Supernova Observation Helps Scientists Make Better Forecasts
Lee Rannals for redOrbit.com – Your Universe Online
New observations have led to a better understanding of supernovae, which could one day lead to even better forecasts for the cosmic events.
Type II supernovae form when a massive star collapses, sending off a giant explosion from the dying star. Having a better way to predict these events would allow astronomers to study them in their earliest stages.
Astronomers wrote in the journal Nature this week that they have observed an energetic outburst from a supernova called SN 2010mc, witnessing a remarkable mass-loss event about a month before the explosion.
“What is surprising is the short time between the precursor eruption and the eventual supernova explosion — one month is an extremely tiny fraction of the ten-million-year lifespan of a star,” said Carnegie Institution’s Mansi Kasliwal.
Models showed that there was just a 0.1 percent chance that the outburst was due to random chance, which gives astronomers evidence that it and the explosion are related. These outbursts are two orders of magnitude more likely to occur in the immediate run-up to the star’s explosion, than at other times in a star’s life.
Several models of the supernova-creation process predict pre-explosion outbursts, but it has been difficult for scientists to see this process directly.
When the team compared their observations to three proposed models for the mechanism by which this mass is ejected, they found one model to be the best match. This model shows that the high velocities lend credence to the idea that the mass is driven out to the envelope that forms the star’s atmosphere by the propagation and dissipation of excited gravity waves.
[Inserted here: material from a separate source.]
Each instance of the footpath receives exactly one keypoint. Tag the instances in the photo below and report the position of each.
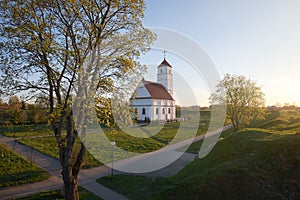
(87, 177)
“Our discovery of SN 2010mc shows that we can mark the imminent death of a massive star. By predicting the explosion, we can catch it in the act,” Kasliwal said.
Type II supernovae show very broad emission lines, indicating expansion velocities of many thousand miles per second, and some have relatively narrow features in their spectra. The supernova observed by the team was a narrow feature type, or Type IIn.
Some supernovae appear to change their types, showing lines of hydrogen at early times, but over weeks become dominated by lines of helium, which can be described as Type IIb supernovae.
Supernovae could actually be as far as 3,000 light-years away from Earth, but could have noticeable effects on our planet’s biosphere. Having a better understanding of these cosmic eruptions will enable scientists to also better understand how they may affect our own planet one day.
One theory as to what killed nearly 60 percent of the oceanic life on Earth says that gamma rays from a supernova induced a chemical reaction in the upper atmosphere, converting molecular nitrogen into nitrogen oxides, depleting the ozone layer enough to expose the surface to harmful solar and cosmic radiation. This extinction is known as the Ordovician-Silurian extinction.